While the European Union, Russia, the United Nations and the United States did not address the matter in a statement, a senior US official said Washington would lift the ban on direct aid to a new emergency Palestinian government.
Abbas last week dissolved the Hamas-led government after Hamas forces routed Fatah in fierce fighting in the Gaza Strip, effectively dividing the Palestinians between a Hamas-ruled Gaza and a West Bank governed by his Fatah movement.
Hamas said Abbas' order amounted to a coup and that Prime Minister Ismail Haniyeh, a Hamas leader, remained in power. The quartet imposed the aid ban last year after Hamas defeated Fatah in parliamentary elections. The United States, the European Union and Israel consider Hamas a terrorist group.
The quartet said it would allow direct aid only if Hamas met three conditions that the Islamist movement did not accept: renouncing violence, recognising Israel and respecting past peace deals.
In a statement issued by the State Department, the quartet signalled support for Abbas, a relative moderate who meets the quartet conditions and who has named Salam Fayyad, an economist backed by the United States, to lead an emergency government.
"The Quartet expressed understanding and support for President Abbas' decisions to dissolve the Cabinet and declare an emergency, given the grave circumstances," said the statement, which was released after quartet ministers consulted by telephone on Friday.

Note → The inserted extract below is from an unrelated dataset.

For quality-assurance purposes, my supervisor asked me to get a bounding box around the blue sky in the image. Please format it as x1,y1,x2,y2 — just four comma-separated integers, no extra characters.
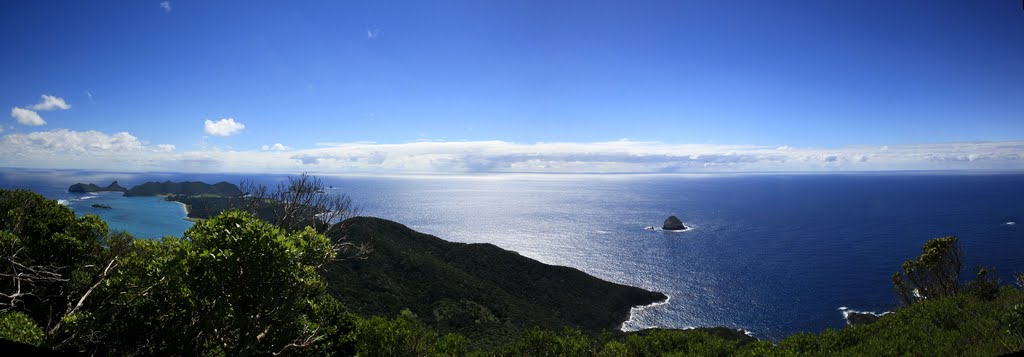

"The Quartet recognised the necessity and legitimacy of these decisions, taken under Palestinian law, and welcomed President Abbas' stated intention to consult the Palestinian people at the appropriate time," it added.
In a sign of which way the group is leaning on the aid question, Jacob Walles, the US envoy responsible for dealings with the Palestinians, said Washington and its quartet partners will make announcements next week about lifting the sanctions in place since Hamas came to power in March 2006. "I think ... there won't be any obstacles, economically and politically, in terms of re-engaging with this (Abbas-appointed) government. Yes, they will have full support," US Consul-General Walles told Reuters.
In its statement, the quartet also made clear that it was worried about the humanitarian situation in Gaza, an impoverished coastal strip where aid groups have said conditions could deteriorate rapidly if Israel does not swiftly reopen key border crossings to bring in more supplies.